PRESSAFRIQUE 19.03.07
Les experts
scientifiques et les ministres du G8 + 5 reconnaissent l'irréversibilité
du réchauffement climatique et la responsabilité des pays industrialisés.
Les USA font la sourde oreille.
Les ministres de l'environnement du
G8 qui regroupent les pays les plus industrialisés du monde (USA, France,
Grande-Bretagne, Italie, Allemagne, Canada, Japon et la Russie) ainsi que
leurs collègues d'Afrique du sud, d'Inde, de Chine, du Brésil et du
Mexique se sont réunis en Allemagne à Postdam vendredi 16 mars pour
préparer un sommet prévu en juin sur le changement climatique. Hormis les
USA, tous ces pays ont reconnu « l'irréversibilité du changement
climatique actuel et la responsabilité des pays industrialisés » qui
doivent « prendre des mesures et développer des instruments
financiers pour la gestion des conséquences dévastatrices dans les pays en
développement ». En clair les pays les plus industrialisés polluent
la planète de manière irréversible et doivent prendre des mesures
politiques et financières pour éviter les effets écologiques désastreux de
la pollution qu'ils génèrent sur les pays en développement.
Seules les
Etats-Unis, pays le plus gros émetteur au monde des émissions de gaz à
effet de serre (avec un quart du total des émissions), ont refusé de
reconnaître la responsabilité des pays industrialisés en vue de développer
des instruments financiers destinés à aider les pays en développement, à
protéger leur environnement et en particulier les forêts tropicales.

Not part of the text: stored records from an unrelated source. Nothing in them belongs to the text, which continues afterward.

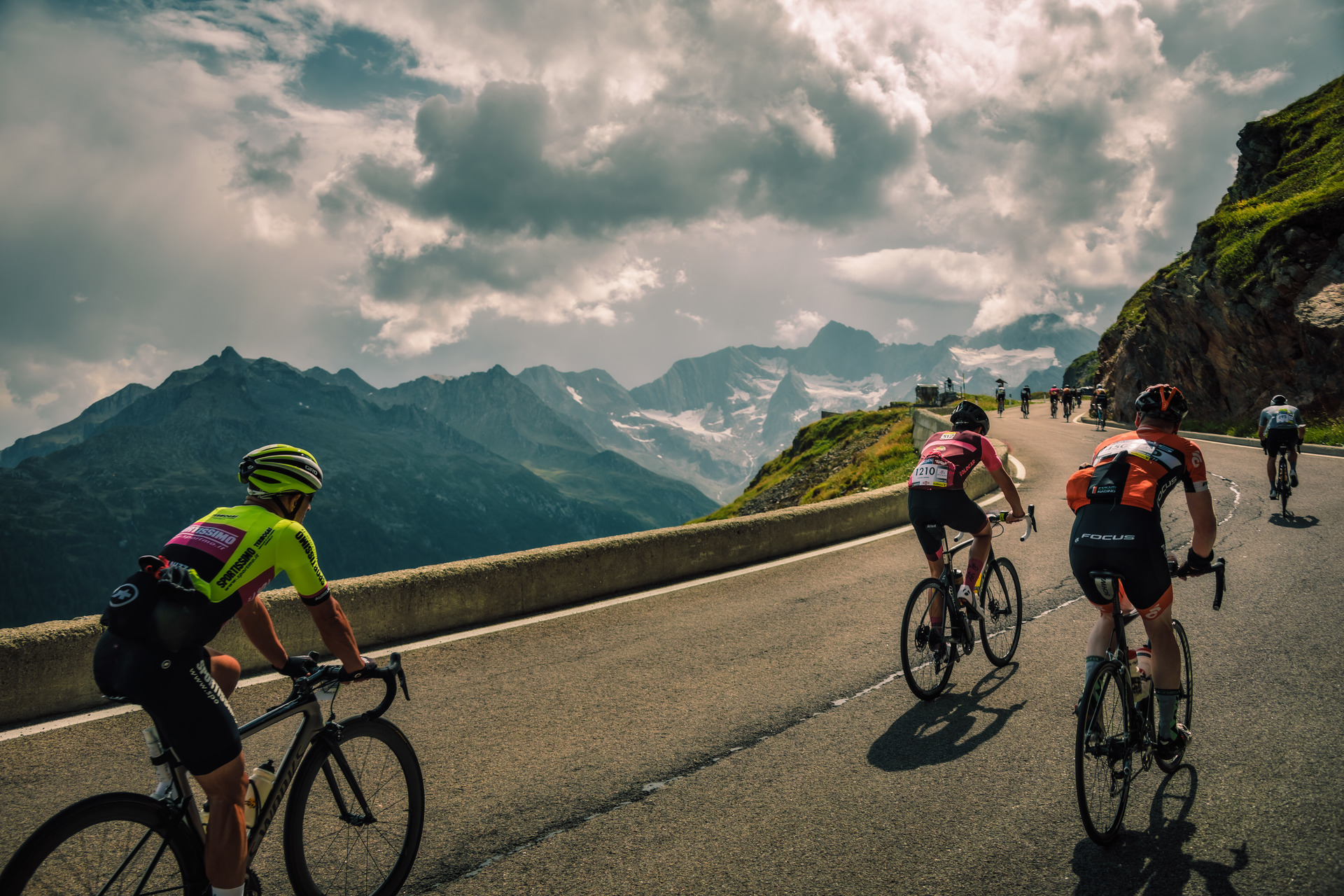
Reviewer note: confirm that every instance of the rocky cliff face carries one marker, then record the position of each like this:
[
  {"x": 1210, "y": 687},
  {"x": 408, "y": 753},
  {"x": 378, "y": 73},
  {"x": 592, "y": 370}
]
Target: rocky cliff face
[{"x": 1257, "y": 304}]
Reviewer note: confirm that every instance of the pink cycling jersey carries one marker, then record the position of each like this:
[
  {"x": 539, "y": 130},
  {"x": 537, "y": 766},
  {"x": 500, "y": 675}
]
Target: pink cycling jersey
[{"x": 948, "y": 458}]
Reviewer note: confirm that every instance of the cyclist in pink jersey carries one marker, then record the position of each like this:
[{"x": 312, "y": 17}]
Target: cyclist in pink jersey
[{"x": 937, "y": 493}]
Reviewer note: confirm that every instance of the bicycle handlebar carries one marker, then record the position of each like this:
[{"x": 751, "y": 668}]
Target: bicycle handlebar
[
  {"x": 1218, "y": 567},
  {"x": 1030, "y": 517},
  {"x": 391, "y": 675}
]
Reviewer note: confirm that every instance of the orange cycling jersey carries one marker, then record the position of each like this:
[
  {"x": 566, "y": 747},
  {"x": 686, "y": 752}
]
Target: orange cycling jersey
[{"x": 1139, "y": 469}]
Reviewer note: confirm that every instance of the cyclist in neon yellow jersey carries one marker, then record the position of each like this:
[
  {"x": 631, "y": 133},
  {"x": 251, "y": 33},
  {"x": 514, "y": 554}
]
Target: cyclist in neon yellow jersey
[{"x": 160, "y": 620}]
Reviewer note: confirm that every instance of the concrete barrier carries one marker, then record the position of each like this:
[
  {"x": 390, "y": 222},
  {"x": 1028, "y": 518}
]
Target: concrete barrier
[{"x": 46, "y": 668}]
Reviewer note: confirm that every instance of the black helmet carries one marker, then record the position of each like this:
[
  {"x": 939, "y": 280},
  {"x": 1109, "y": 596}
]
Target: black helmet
[
  {"x": 969, "y": 414},
  {"x": 1164, "y": 402}
]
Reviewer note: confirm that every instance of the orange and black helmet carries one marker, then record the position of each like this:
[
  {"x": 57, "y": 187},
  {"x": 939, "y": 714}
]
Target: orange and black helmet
[{"x": 1163, "y": 402}]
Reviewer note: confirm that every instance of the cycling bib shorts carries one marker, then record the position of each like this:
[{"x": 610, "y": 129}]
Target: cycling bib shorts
[
  {"x": 937, "y": 493},
  {"x": 179, "y": 694}
]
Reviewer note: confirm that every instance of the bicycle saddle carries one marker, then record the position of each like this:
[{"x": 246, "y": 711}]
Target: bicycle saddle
[{"x": 1108, "y": 584}]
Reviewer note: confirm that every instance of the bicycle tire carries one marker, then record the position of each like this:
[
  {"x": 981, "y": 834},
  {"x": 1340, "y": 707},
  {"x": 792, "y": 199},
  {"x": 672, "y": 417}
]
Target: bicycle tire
[
  {"x": 1000, "y": 610},
  {"x": 99, "y": 843},
  {"x": 1101, "y": 745},
  {"x": 1284, "y": 489},
  {"x": 1186, "y": 701},
  {"x": 327, "y": 852},
  {"x": 925, "y": 672}
]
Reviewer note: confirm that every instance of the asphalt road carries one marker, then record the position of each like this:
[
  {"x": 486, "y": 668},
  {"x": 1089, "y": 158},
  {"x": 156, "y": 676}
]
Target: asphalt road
[{"x": 746, "y": 735}]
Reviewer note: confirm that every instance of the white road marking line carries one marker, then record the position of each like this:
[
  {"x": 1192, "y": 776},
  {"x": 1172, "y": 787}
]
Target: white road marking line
[{"x": 517, "y": 624}]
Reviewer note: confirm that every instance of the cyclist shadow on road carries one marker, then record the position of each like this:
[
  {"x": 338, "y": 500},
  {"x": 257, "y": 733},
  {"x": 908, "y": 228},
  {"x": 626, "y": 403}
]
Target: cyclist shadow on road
[
  {"x": 934, "y": 732},
  {"x": 1154, "y": 860},
  {"x": 1294, "y": 522}
]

Selon
les experts, la déforestation responsable de 20 % du CO2 dans l'atmosphère
est une des conséquences majeures de l'industrialisation des 150 dernières
années dans les pays riches. (AFP 17.03.07 ; Le G8 + 5 esquisse une stratégie de lutte contre le
réchauffement climatique
).
Il y a donc un consensus
international politique et scientifique pour reconnaître la responsabilité
de l'activité humaine dans le réchauffement climatique.
Seule ombre au tableau, les USA, premier émetteur au
monde de gaz à effet de serre, refusent toujours de ratifier le protocole
de Kyoto et s'opposent à tout processus de négoce des émissions de CO2.
Les USA se sont retirées du protocole de Kyoto en 2001 sur la réduction
des émissions des gazs à effet de serre et ont refusé d'apporter à Postdam
son soutien à l'adoption d'objectifs pour les réductions de l'émission du
CO2. Cet entêtement états-unien montre la primauté faite dans la politique
US aux profits économiques au détriment de l'écologie et de la
biodiversité, au détriment de la planète et de la vie humaine et animale.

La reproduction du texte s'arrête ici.